For this question, I am solely interested in the Type I points, namely, points $x \in X \times \mathbf{A}^1$ whose closures are of codimension one and under the image of the projection map to $X$, is another point $y$ of codimension one. Hartshorne claims

$x$ is the generic point of $\pi ^{-1} (y)$. Its local ring $\mathcal{O}_x \cong \mathcal{O}_Y [t] _{m_y}$ is clearly a DVR because $\mathcal{O}_Y$ is a DVR. The corresponding prime divisor $\overline{\{ x \}}$ is just $\pi ^{-1} ( \overline{\{ y \} }) $.

I truly have no idea what Hartshorne is trying to say here. If someone is able to explain rigorously what is quoted above, I would appreciate it.

In addition, I have attempted my own alternative proof and I hope if someone can proofread it and also compare it to the quoted proof by Hartshorne.
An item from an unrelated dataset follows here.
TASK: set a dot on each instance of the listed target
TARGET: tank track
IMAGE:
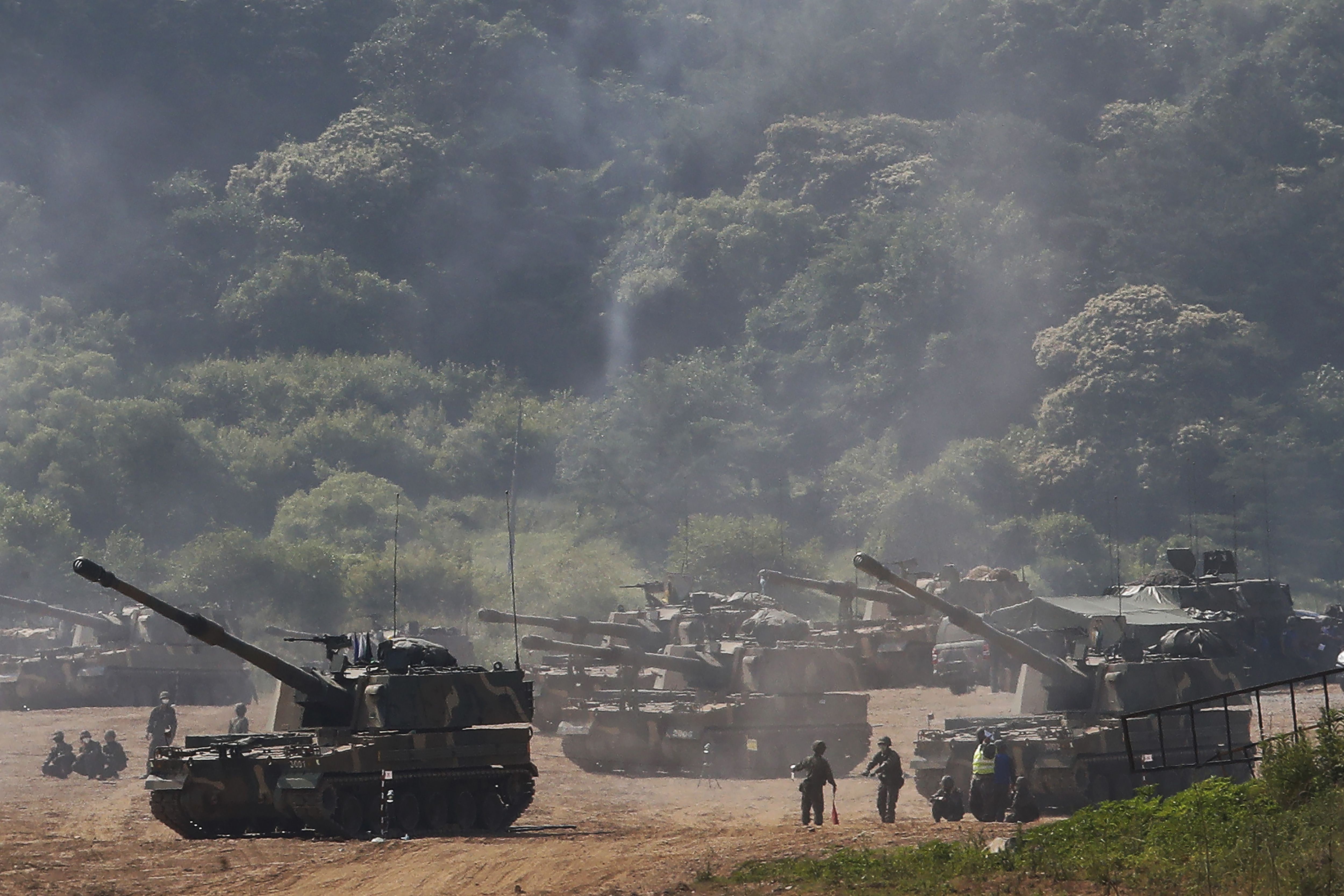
(166, 807)
(307, 805)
Reduce to the affine case so $X = \textrm{Spec } A$ and $x$ corresponds to some $p \subset A[t]$. Then being of type I, $\textrm{ht} (p) = 1$, $p' = p \cap A \ne 0$, $p = p' A[t]$. Note that $$A[t]_p = (A_{p'}[t])_p $$ Moreover, since $X$ is regular in codimension one, then $p'A_{p'} = (g)$ and thus $pA[t]_p = g A[t]_p$. I have thus shown that every point of codimension has a regular ring for its stalk.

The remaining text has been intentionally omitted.